EBP Model/Framework: This project is based on the Stetler model of evidence-based practice. The Stetler model places a heavy emphasis on research practicality. For this specific project, the Stetler model highlights external and confounding factors affecting older adults’ ability to wear properly fitting shoes.

Evidence-Based Interventions: Twenty-one new podiatry patients aged 65 and older with diabetes were given a footwear pre-test followed by an educational pamphlet and post-test. They were inquired about the number of falls experienced in the past six months, and their footwear was critiqued utilizing a validated Footwear Assessment Form2. Patients deemed to have footwear of poor fit or features were either ordered diabetic footwear, as deemed appropriate by the podiatrist, or guided on techniques to measure fit while retail purchasing.
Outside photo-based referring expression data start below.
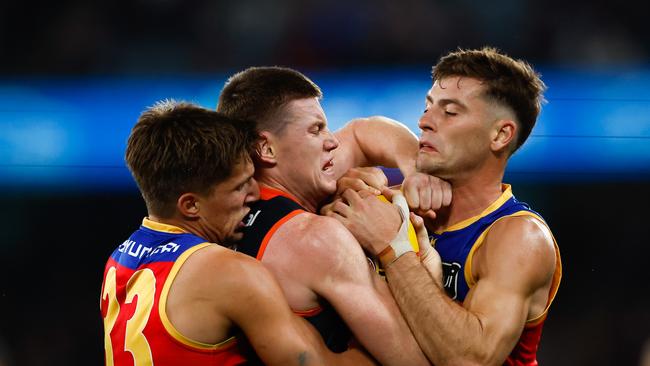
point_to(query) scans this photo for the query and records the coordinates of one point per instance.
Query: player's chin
(236, 235)
(328, 185)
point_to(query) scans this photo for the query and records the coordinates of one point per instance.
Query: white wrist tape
(401, 243)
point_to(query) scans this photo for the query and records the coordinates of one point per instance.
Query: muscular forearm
(386, 142)
(446, 332)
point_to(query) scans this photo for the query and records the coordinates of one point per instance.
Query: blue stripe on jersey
(147, 246)
(454, 246)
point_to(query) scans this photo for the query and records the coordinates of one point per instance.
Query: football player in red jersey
(170, 294)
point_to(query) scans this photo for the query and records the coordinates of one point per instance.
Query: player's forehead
(305, 109)
(455, 87)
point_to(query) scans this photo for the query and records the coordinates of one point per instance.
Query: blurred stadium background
(74, 76)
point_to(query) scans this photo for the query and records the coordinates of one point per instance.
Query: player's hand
(426, 194)
(370, 179)
(373, 223)
(428, 255)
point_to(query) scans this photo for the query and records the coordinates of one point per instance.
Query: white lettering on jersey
(129, 247)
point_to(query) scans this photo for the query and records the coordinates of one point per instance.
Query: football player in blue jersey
(500, 262)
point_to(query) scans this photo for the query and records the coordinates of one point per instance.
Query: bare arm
(486, 327)
(376, 141)
(330, 262)
(233, 290)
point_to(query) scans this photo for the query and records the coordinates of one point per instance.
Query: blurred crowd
(171, 36)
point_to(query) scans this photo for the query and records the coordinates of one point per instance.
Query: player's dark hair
(176, 148)
(259, 94)
(509, 82)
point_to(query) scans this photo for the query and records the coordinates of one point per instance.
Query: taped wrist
(400, 245)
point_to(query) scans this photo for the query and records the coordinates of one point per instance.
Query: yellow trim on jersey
(159, 226)
(505, 195)
(557, 275)
(162, 303)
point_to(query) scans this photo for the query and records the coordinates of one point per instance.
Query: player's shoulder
(225, 266)
(523, 239)
(316, 241)
(529, 230)
(316, 227)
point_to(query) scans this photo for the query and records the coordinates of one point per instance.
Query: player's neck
(303, 199)
(470, 197)
(191, 227)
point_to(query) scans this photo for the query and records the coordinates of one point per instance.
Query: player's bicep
(501, 312)
(515, 262)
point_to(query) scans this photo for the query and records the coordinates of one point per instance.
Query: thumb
(421, 233)
(388, 193)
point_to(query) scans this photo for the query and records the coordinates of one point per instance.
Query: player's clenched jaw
(454, 130)
(224, 208)
(305, 150)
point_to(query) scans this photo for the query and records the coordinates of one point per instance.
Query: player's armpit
(279, 337)
(360, 296)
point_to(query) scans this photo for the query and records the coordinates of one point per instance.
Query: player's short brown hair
(509, 82)
(178, 147)
(259, 93)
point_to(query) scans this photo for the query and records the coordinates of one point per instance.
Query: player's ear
(188, 204)
(503, 135)
(266, 150)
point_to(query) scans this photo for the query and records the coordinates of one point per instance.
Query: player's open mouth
(425, 147)
(328, 165)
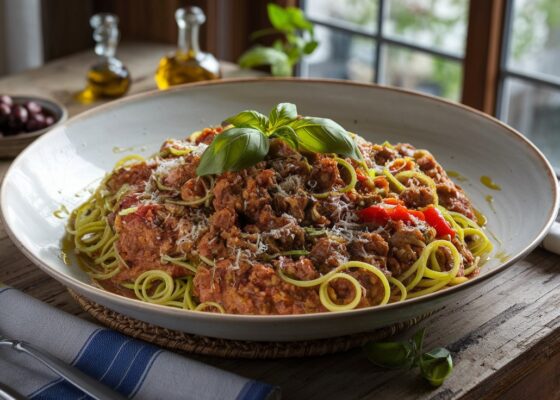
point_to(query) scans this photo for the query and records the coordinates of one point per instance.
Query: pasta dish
(278, 214)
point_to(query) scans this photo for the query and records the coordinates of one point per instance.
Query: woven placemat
(195, 344)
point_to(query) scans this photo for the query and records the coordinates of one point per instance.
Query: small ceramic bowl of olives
(24, 118)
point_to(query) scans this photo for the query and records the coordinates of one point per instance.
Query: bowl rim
(126, 302)
(25, 136)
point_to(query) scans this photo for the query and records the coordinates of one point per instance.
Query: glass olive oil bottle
(188, 63)
(108, 78)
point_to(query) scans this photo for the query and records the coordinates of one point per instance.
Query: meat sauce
(255, 217)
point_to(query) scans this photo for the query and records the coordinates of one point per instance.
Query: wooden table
(505, 337)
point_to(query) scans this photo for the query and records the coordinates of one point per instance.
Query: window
(416, 44)
(529, 92)
(509, 65)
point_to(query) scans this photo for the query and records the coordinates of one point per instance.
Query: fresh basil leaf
(417, 342)
(280, 18)
(233, 150)
(282, 114)
(323, 135)
(249, 118)
(390, 354)
(436, 366)
(287, 134)
(310, 47)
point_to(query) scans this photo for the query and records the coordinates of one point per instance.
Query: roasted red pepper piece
(435, 219)
(360, 175)
(375, 213)
(381, 214)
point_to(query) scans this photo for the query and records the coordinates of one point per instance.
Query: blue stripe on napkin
(111, 358)
(254, 390)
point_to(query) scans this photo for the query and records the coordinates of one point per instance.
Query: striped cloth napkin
(134, 368)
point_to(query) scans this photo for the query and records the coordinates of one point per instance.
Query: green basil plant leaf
(287, 134)
(280, 18)
(390, 354)
(310, 47)
(323, 135)
(282, 114)
(436, 366)
(283, 68)
(260, 55)
(233, 150)
(298, 20)
(249, 118)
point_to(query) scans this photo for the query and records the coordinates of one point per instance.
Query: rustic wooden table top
(505, 337)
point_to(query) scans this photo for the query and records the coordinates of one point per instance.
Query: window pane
(354, 13)
(340, 55)
(435, 23)
(535, 112)
(423, 72)
(535, 36)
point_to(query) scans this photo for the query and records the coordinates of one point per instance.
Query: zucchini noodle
(422, 178)
(95, 236)
(129, 160)
(179, 152)
(351, 185)
(324, 280)
(399, 187)
(158, 287)
(326, 298)
(209, 304)
(420, 274)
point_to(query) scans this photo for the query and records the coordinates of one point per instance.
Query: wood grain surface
(505, 337)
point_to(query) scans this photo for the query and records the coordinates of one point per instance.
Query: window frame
(534, 78)
(380, 39)
(485, 69)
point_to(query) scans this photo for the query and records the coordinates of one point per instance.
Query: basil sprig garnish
(246, 142)
(435, 365)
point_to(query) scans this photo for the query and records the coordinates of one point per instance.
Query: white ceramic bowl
(11, 146)
(74, 155)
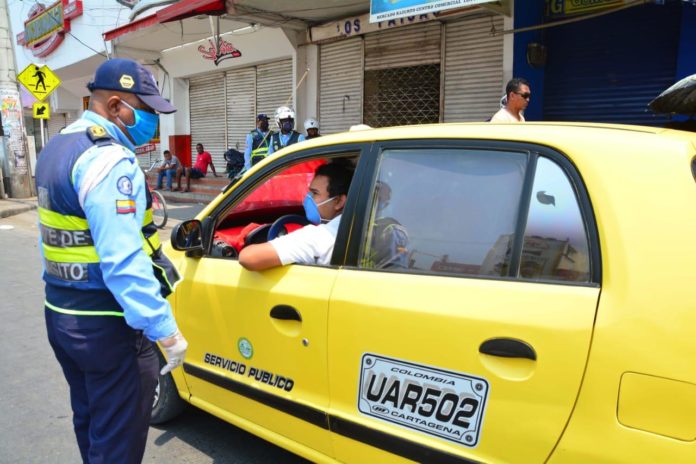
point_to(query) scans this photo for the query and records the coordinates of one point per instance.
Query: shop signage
(41, 110)
(147, 148)
(45, 28)
(359, 25)
(218, 54)
(384, 10)
(560, 8)
(39, 81)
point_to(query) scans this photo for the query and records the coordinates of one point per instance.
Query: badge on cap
(97, 131)
(126, 81)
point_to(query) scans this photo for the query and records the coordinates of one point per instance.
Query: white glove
(174, 347)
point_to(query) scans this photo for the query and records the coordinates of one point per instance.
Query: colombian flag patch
(125, 206)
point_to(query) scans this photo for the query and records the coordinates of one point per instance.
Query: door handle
(285, 313)
(508, 348)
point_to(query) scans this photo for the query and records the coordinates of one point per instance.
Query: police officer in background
(285, 120)
(257, 142)
(105, 274)
(312, 128)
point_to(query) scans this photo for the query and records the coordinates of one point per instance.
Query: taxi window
(555, 243)
(444, 211)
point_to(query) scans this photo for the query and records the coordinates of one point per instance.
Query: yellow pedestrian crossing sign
(42, 110)
(39, 81)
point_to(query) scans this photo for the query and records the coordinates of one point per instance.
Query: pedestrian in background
(169, 168)
(517, 95)
(200, 167)
(257, 142)
(105, 295)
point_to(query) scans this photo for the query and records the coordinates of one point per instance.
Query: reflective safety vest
(275, 140)
(74, 281)
(259, 147)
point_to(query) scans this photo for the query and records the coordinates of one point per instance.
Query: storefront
(603, 61)
(224, 104)
(416, 70)
(608, 68)
(71, 49)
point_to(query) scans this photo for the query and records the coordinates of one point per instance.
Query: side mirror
(187, 236)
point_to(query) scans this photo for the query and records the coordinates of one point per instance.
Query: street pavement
(36, 425)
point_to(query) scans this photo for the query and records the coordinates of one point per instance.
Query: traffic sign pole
(43, 142)
(14, 139)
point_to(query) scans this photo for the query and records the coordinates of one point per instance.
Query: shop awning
(178, 11)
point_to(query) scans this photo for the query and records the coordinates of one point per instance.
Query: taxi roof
(545, 133)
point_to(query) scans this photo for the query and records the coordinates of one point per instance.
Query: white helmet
(311, 123)
(284, 112)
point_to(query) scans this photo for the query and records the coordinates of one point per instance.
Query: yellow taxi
(536, 304)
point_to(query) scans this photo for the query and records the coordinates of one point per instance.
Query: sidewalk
(12, 206)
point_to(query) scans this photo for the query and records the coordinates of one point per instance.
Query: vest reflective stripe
(151, 243)
(166, 277)
(259, 145)
(60, 221)
(82, 254)
(81, 312)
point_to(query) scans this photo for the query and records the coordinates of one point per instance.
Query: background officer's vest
(259, 147)
(74, 281)
(275, 140)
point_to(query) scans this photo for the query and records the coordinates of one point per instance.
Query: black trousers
(112, 373)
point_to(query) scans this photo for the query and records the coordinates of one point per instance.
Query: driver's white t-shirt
(308, 245)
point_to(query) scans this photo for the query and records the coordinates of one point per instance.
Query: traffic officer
(105, 275)
(257, 142)
(312, 128)
(285, 120)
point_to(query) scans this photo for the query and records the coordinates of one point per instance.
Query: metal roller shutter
(274, 86)
(340, 86)
(409, 46)
(55, 124)
(206, 99)
(607, 69)
(473, 69)
(241, 106)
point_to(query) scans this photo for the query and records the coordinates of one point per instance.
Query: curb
(18, 208)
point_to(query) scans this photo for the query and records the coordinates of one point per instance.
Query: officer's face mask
(144, 125)
(312, 208)
(286, 126)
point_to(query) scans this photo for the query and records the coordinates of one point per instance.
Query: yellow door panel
(440, 393)
(248, 353)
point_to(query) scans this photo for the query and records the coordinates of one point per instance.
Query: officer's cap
(126, 75)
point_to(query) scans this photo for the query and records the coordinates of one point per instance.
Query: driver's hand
(238, 241)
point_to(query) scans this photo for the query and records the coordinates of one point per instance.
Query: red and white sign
(225, 51)
(45, 28)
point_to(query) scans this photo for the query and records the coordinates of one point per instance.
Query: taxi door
(257, 347)
(461, 329)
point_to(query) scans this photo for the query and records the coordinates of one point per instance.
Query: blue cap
(126, 75)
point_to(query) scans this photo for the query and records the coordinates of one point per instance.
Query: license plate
(441, 403)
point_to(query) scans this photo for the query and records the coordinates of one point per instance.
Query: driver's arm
(259, 257)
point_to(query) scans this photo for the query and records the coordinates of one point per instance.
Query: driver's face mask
(312, 209)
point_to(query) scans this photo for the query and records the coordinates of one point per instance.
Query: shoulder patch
(124, 185)
(125, 206)
(96, 133)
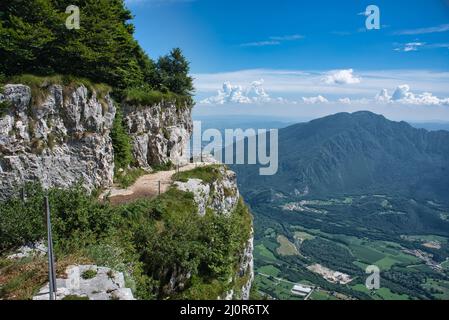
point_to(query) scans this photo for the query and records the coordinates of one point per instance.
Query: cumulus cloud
(404, 95)
(273, 41)
(254, 93)
(345, 100)
(383, 96)
(411, 46)
(315, 100)
(436, 29)
(345, 76)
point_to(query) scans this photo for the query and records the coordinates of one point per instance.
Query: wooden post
(50, 253)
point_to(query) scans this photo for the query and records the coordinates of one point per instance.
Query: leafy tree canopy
(34, 39)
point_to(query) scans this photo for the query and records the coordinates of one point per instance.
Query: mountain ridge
(359, 153)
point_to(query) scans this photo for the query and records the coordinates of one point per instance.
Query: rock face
(222, 196)
(58, 141)
(160, 133)
(100, 284)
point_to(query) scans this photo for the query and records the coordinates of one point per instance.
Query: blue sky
(306, 58)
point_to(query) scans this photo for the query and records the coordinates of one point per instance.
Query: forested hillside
(34, 40)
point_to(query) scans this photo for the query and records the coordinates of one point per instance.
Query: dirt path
(146, 186)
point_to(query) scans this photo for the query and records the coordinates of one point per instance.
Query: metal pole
(51, 259)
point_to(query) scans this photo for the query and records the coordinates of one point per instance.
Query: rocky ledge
(89, 282)
(58, 141)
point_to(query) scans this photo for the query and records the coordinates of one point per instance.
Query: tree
(173, 70)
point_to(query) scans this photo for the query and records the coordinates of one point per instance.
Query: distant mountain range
(359, 153)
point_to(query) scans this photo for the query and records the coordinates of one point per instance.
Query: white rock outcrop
(60, 141)
(103, 284)
(160, 132)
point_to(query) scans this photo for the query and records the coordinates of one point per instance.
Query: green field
(275, 288)
(286, 248)
(439, 288)
(262, 252)
(269, 270)
(381, 294)
(321, 295)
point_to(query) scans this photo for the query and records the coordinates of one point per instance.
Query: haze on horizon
(302, 60)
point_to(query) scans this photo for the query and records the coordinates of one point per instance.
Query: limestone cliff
(221, 196)
(160, 132)
(60, 136)
(58, 139)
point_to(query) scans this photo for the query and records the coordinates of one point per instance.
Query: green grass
(286, 248)
(321, 295)
(89, 274)
(381, 294)
(275, 288)
(366, 254)
(207, 174)
(128, 177)
(39, 86)
(146, 97)
(75, 297)
(262, 252)
(269, 270)
(439, 288)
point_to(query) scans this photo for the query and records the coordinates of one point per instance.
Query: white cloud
(273, 41)
(254, 93)
(404, 95)
(437, 29)
(345, 100)
(261, 43)
(383, 96)
(315, 100)
(411, 46)
(291, 37)
(345, 76)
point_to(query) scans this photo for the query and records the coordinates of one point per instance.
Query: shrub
(89, 274)
(121, 143)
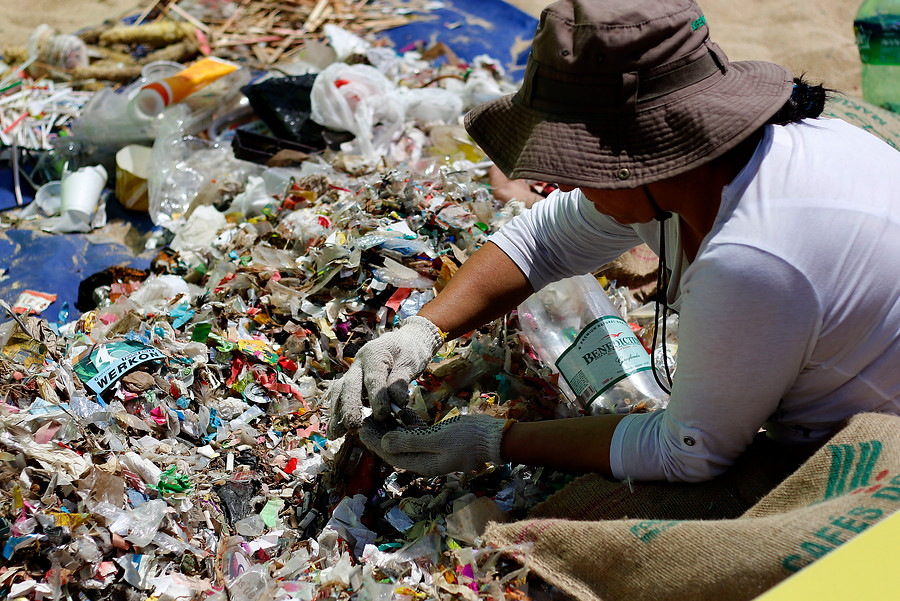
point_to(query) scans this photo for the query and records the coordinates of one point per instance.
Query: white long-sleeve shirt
(789, 314)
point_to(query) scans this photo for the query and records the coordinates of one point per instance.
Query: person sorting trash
(780, 233)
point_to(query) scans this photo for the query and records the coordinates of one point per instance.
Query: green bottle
(877, 29)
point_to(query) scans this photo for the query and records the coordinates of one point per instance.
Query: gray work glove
(386, 365)
(459, 444)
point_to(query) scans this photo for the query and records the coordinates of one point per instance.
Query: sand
(815, 38)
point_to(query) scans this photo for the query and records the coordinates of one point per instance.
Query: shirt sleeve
(748, 325)
(561, 236)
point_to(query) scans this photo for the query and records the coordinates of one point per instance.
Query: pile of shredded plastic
(169, 443)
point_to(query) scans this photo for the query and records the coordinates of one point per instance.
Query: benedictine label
(605, 352)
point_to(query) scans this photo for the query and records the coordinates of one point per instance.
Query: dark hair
(806, 101)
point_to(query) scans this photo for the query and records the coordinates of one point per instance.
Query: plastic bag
(186, 171)
(355, 98)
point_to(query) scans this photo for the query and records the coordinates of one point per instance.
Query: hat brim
(667, 137)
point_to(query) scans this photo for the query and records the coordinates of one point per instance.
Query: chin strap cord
(662, 296)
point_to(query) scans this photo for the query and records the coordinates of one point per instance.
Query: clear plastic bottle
(877, 29)
(576, 331)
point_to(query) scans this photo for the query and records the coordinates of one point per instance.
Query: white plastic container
(579, 334)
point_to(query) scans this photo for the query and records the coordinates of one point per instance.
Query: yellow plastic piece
(863, 568)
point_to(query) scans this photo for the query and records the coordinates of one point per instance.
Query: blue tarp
(57, 264)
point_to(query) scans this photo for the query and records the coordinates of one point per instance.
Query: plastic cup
(80, 191)
(47, 197)
(160, 70)
(132, 170)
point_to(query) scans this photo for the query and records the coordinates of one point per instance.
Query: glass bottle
(576, 331)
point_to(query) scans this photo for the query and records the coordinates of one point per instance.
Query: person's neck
(695, 195)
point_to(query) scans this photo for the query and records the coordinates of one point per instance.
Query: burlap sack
(849, 484)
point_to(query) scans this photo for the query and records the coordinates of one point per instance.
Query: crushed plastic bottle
(877, 29)
(575, 329)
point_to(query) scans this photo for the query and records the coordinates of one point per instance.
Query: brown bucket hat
(621, 93)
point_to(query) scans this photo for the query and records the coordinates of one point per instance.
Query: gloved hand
(458, 444)
(385, 365)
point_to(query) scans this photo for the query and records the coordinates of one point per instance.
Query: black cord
(662, 296)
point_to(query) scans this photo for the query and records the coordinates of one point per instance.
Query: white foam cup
(80, 191)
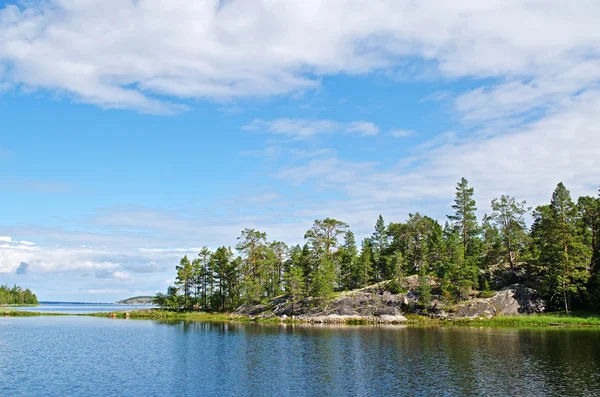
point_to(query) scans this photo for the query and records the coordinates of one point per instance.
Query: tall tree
(508, 216)
(379, 243)
(185, 278)
(294, 284)
(365, 263)
(252, 244)
(464, 217)
(562, 253)
(323, 235)
(226, 273)
(347, 258)
(206, 275)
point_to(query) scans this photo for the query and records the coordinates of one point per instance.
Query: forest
(558, 255)
(16, 296)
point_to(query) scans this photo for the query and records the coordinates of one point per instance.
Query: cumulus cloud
(401, 133)
(89, 51)
(306, 128)
(22, 269)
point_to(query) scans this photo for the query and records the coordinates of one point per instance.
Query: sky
(133, 132)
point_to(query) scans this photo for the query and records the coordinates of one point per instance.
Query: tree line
(558, 255)
(16, 296)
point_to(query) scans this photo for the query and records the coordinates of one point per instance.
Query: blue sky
(132, 133)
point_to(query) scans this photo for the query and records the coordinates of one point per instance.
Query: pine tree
(561, 249)
(464, 217)
(347, 257)
(294, 284)
(185, 277)
(379, 243)
(365, 263)
(508, 216)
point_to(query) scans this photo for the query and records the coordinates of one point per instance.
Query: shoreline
(508, 321)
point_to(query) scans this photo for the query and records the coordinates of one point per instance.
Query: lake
(87, 356)
(80, 308)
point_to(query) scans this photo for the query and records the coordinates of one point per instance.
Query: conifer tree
(562, 254)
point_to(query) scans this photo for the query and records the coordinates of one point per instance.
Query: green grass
(533, 320)
(17, 305)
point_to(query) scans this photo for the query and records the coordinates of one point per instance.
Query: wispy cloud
(281, 46)
(306, 128)
(402, 133)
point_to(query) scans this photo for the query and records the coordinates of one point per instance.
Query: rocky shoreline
(375, 304)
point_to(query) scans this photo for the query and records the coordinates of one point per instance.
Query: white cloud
(130, 54)
(401, 133)
(106, 291)
(306, 128)
(526, 162)
(363, 128)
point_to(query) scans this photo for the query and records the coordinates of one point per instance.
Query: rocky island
(136, 300)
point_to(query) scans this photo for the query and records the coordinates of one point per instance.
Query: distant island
(136, 300)
(16, 296)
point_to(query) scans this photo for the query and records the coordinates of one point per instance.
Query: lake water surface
(86, 356)
(80, 308)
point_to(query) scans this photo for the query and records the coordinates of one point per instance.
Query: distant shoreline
(509, 321)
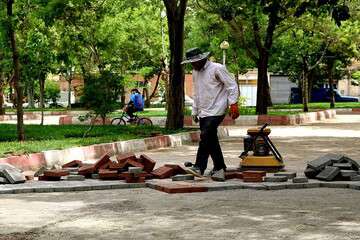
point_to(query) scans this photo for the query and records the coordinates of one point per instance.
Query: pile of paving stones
(333, 167)
(10, 174)
(126, 167)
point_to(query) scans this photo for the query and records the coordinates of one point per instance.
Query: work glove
(195, 118)
(234, 111)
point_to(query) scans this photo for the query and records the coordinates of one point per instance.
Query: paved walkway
(319, 213)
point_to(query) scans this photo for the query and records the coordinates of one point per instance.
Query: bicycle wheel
(144, 121)
(118, 121)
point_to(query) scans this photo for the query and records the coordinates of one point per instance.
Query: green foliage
(52, 91)
(40, 138)
(101, 93)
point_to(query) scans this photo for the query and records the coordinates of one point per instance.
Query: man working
(136, 104)
(214, 91)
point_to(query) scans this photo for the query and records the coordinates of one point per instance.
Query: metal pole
(224, 57)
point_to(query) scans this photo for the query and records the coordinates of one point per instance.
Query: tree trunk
(30, 91)
(17, 82)
(122, 97)
(2, 109)
(42, 90)
(175, 10)
(330, 66)
(263, 92)
(305, 91)
(146, 96)
(69, 91)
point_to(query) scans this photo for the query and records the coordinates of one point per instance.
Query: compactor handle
(263, 127)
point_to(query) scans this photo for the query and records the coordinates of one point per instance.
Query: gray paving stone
(311, 173)
(348, 173)
(71, 169)
(296, 186)
(43, 189)
(275, 186)
(212, 188)
(95, 176)
(300, 180)
(289, 175)
(40, 171)
(276, 179)
(254, 186)
(24, 190)
(185, 177)
(13, 176)
(335, 184)
(3, 180)
(328, 174)
(355, 164)
(355, 178)
(345, 166)
(4, 166)
(355, 186)
(135, 170)
(6, 191)
(75, 178)
(323, 161)
(101, 187)
(312, 185)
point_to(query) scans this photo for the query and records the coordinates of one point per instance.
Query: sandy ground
(238, 214)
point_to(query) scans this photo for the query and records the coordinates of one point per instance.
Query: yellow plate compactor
(264, 155)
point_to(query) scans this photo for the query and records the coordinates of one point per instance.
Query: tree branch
(238, 30)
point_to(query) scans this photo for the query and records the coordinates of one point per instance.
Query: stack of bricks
(53, 175)
(134, 175)
(167, 171)
(253, 176)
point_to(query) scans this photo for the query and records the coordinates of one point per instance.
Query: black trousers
(131, 110)
(209, 144)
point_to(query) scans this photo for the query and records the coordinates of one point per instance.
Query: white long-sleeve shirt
(214, 90)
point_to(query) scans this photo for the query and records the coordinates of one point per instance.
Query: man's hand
(195, 118)
(234, 111)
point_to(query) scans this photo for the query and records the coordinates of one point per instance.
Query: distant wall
(280, 88)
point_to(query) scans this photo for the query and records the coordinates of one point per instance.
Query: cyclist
(136, 104)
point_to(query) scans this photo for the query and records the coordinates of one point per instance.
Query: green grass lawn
(317, 105)
(40, 138)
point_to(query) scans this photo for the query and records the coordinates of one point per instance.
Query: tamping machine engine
(264, 155)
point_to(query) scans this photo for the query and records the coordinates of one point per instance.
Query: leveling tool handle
(263, 127)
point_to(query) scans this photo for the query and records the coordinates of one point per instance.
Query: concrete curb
(91, 185)
(248, 120)
(90, 154)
Results: The number of properly fitted footwear increased from 9.52% to 57.89% post-project implementation. The average pre-test score was 60%, with an increase to 86% post-test. There was also a 22.8% reduction in the occurrence of falls. Of the eight patients who were ordered diabetic footwear, only one patient received their shoes within 3 months, indicating strong barriers.

Implications for Practice: Properly fitted footwear is a practical application for potentially life-saving harm reduction. All older adults with diabetes should receive a multifaceted approach to wearing properly fitted footwear and be referred to podiatry, especially if they have peripheral neuropathy, toe callus formations, previous foot ulcerations, foot deformity, amputation, or poor circulation. Additionally, the Footwear Assessment Form is a validated tool that can be used to help a provider determine shoe fit.

Conclusion: This project aimed to increase the usage of properly fitted footwear in adults over 65 with diabetes. After project implementation, the number of patients with properly fitted footwear increased and falls decreased. There were many barriers to receiving proper footwear, such as NP/PA limitations for ordering diabetic shoes, strict requirements for DME pick-up, and insurance denial. Providers are urged to be aware of these barriers and advocate for best practices for patients.